When it had been clear to me that I must do something if I wanted to eat adequately and keep a watertight roof over my head, I had tried taking pupils and I had a few but the money this brought in was not enough. I had believed that in time I should build up a clientele and perhaps discover a young genius which would have made my life worthwhile; but so far my ears had been in constant rebellion against halting rendering of The Blue Bells of Scotland and no budding Beethoven ever sat on my piano stool.

I was a woman who had tasted life and found it bitter—no, bittersweet, as all life is; but the sweetness was gone and the bitterness remained.
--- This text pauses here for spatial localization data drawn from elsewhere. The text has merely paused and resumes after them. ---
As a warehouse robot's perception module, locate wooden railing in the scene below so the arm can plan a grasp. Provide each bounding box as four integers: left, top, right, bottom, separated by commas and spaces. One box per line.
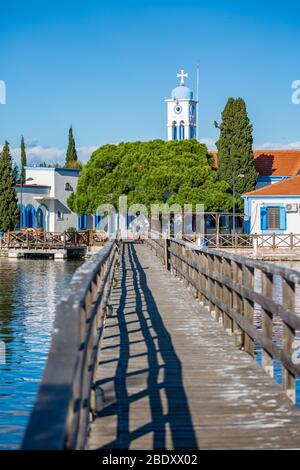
0, 230, 107, 250
145, 238, 300, 402
22, 241, 119, 449
182, 233, 300, 250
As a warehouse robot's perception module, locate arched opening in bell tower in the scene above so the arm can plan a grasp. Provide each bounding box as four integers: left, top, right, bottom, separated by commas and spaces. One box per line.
179, 121, 184, 140
172, 121, 177, 140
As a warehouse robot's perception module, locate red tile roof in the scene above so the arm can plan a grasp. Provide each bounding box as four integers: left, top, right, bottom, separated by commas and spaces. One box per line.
243, 175, 300, 196
213, 150, 300, 176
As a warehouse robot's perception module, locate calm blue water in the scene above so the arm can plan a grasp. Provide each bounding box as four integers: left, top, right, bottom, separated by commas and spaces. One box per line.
0, 258, 81, 450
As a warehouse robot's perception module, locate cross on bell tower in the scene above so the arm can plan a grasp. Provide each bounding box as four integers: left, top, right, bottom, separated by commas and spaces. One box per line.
177, 69, 189, 86
165, 69, 198, 140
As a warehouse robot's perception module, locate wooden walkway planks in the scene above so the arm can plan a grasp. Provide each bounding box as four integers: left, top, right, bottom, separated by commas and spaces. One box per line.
87, 243, 300, 449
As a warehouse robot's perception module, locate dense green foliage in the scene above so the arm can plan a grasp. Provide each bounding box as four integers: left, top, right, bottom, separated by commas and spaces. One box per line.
216, 98, 258, 207
68, 140, 232, 214
20, 136, 27, 183
0, 142, 19, 232
65, 126, 78, 168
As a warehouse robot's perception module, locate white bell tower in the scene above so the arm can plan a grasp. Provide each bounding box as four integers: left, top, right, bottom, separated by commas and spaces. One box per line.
165, 70, 198, 140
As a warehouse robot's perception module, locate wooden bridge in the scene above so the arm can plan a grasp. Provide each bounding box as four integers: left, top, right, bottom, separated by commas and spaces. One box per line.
23, 238, 300, 449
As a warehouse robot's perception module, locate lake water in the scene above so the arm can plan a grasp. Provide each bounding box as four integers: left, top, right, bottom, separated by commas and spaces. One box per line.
0, 258, 300, 450
0, 258, 82, 450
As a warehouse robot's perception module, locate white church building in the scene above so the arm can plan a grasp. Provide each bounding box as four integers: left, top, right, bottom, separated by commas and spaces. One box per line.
16, 167, 84, 232
165, 70, 198, 140
16, 70, 198, 233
Poised, yes, and experienced; the thick gold band on the third finger of my left hand bore evidence of that. Young to be so bitter? I was all of twenty-eight, but that would generally be agreed to be young to have become a widow.
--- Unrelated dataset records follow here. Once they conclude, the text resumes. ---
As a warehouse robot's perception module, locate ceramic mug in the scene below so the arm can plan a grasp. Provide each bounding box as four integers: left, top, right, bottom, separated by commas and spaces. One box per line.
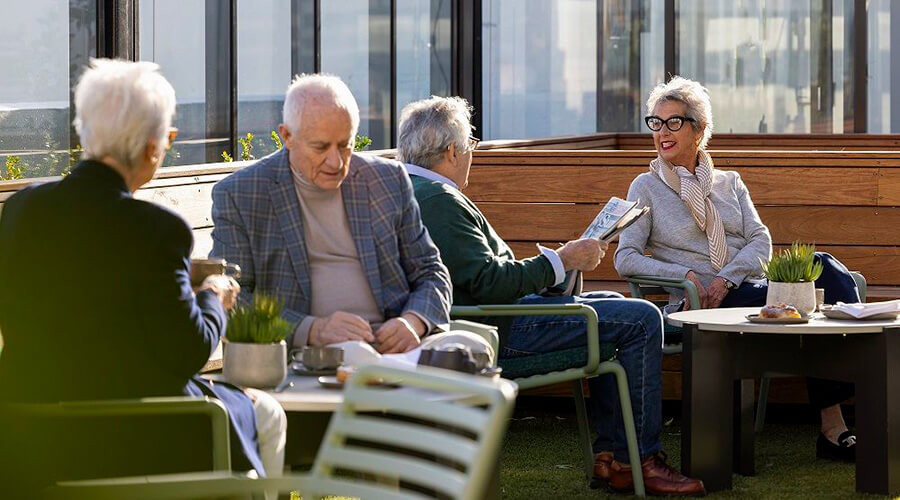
191, 258, 241, 286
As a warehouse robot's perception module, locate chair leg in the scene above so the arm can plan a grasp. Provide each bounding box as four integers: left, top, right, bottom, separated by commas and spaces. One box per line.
753, 373, 772, 434
572, 379, 594, 481
600, 361, 647, 497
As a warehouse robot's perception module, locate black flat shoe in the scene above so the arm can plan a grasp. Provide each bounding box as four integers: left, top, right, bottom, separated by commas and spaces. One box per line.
816, 431, 856, 462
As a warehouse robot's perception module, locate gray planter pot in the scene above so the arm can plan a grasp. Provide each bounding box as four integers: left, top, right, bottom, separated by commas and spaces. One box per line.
222, 340, 287, 389
766, 281, 816, 314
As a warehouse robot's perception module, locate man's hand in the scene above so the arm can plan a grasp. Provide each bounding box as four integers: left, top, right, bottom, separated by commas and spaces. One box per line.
556, 238, 609, 271
195, 274, 241, 309
684, 271, 709, 311
706, 276, 729, 309
375, 313, 425, 354
308, 311, 375, 345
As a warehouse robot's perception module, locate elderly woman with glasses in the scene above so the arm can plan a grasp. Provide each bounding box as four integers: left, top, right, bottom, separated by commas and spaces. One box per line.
615, 77, 859, 461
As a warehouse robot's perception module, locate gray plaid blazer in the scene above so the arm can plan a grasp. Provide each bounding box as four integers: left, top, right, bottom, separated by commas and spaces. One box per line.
210, 149, 452, 345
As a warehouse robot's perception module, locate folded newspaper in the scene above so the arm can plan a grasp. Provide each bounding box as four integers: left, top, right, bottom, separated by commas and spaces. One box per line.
581, 196, 650, 242
832, 300, 900, 319
543, 196, 650, 297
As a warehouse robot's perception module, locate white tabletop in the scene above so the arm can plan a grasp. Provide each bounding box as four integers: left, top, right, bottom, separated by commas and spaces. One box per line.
203, 368, 506, 413
668, 307, 900, 334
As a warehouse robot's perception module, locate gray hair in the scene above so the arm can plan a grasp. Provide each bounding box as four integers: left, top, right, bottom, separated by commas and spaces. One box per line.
647, 76, 713, 149
397, 96, 473, 169
73, 59, 175, 168
282, 73, 359, 137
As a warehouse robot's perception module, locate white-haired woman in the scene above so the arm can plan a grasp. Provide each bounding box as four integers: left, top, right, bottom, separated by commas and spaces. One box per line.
615, 77, 859, 461
0, 60, 286, 488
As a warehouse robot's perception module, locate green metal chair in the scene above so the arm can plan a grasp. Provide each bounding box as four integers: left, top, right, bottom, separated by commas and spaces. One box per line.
450, 304, 645, 496
44, 365, 516, 500
626, 271, 867, 433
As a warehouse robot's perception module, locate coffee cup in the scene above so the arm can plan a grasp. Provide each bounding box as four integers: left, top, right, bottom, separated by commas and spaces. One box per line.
291, 345, 344, 370
191, 258, 241, 286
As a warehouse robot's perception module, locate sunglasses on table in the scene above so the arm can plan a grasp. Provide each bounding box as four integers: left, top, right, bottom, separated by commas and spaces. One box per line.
644, 115, 697, 132
166, 127, 178, 151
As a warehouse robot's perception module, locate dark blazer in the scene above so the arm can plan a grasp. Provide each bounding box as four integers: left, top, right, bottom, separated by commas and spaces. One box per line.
0, 161, 263, 480
212, 149, 451, 344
The train had traveled through the Kent countryside, that “Garden of England” which would shortly be pink and white with blossoming cherry, plum and apple, past hopfields and cowled oast houses, and was plunging into a tunnel to emerge a few moments later into the uncertain sunshine of a March afternoon. The coastline from Folkestone to Dover was startlingly white against the gray green sea and a few gray clouds were being scurried across the sky by a tetchy east wind. It was sending the water hurtling against the cliffs so that the spray shone like silver.

Perhaps, like the train, I was emerging from my dark tunnel and coming into sunshine.

It was the sort of remark which would have made Pietro laugh. He would have pointed out what a romantic I was under that entirely false facade of worldliness.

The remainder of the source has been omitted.